Kiedyś w tej jednej izbie mieszkało siedem osób. Teraz ta pani została sama.
Miał takie zarąbiste włosy. Wszystkie się w nim kochały.
Komuś się powodziło, taki rowerek!
Sądziłem, że ludzie powinni być sztywni, nie ruszać się. Ale w galerii Zofii Rydet zobaczyłem, że fotografowane dzieci się ruszają, rozrabiają – więc nie rezygnowałam z tych kadrów.
Zastanawiam się, czy gdyby Zofia Rydet fotografowała dzisiaj, to czy robiłaby to w kolorze?
Babcia poprowadziła mnie do sąsiadki, ona do swojej sąsiadki, a ona dalej.
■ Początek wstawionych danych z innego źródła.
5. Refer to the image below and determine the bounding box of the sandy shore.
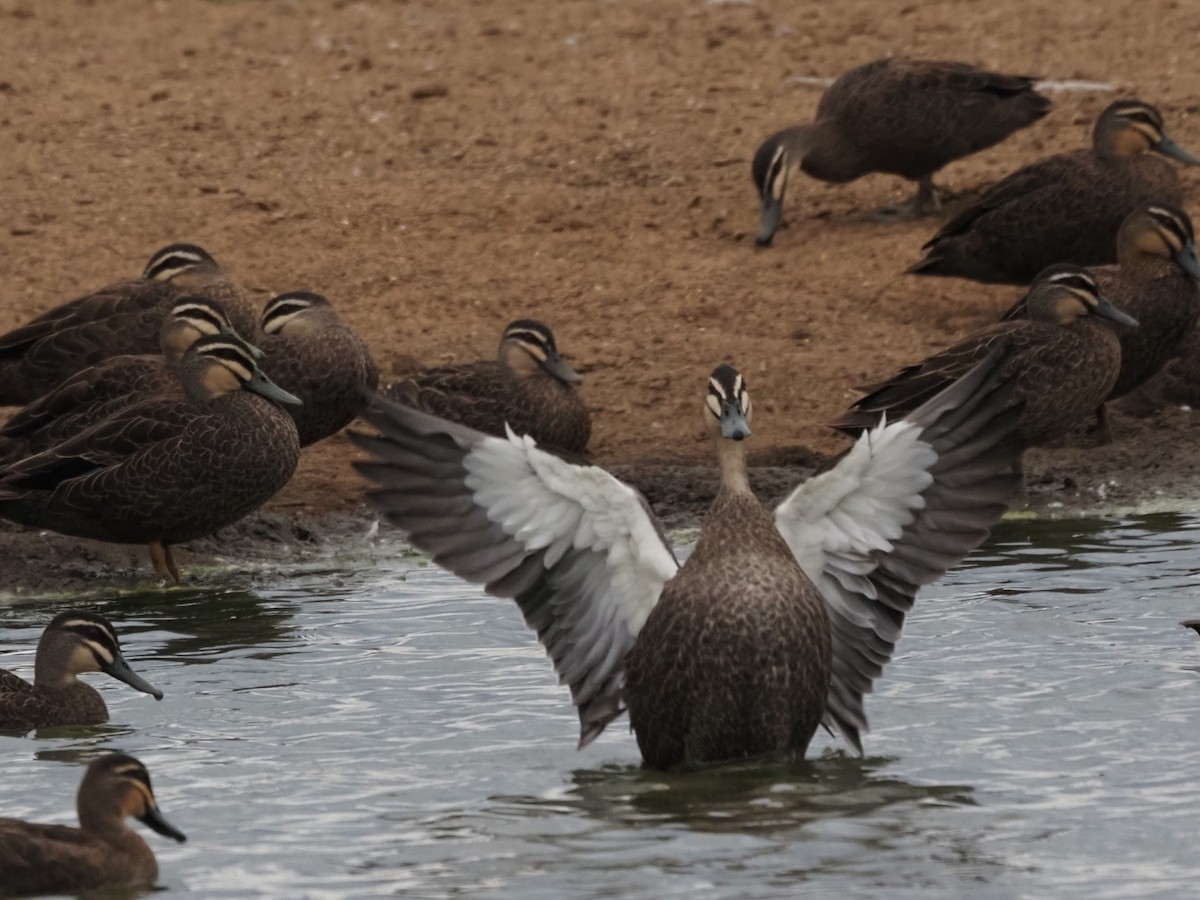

I tak już poszło.
Chciałam sfotografować osoby z mojej kamienicy – pukałam chyba z 10 razy, nie udało się. Dzisiaj ludzie nie są tak ufni.
Mimo, że dobrze znam te osoby, a w ich domach bywałam, to zwróciłam uwagę na takie rzeczy, których nie zauważyłam nigdy wcześniej.
Ujmijcie tak, aby było widać tę starodawną kuchnię. Bo to zaraz takich nie będzie wcale.
Umawiałem się z nimi na spotkanie, a nie na fotografowanie – zdjęcie robiłem przy okazji.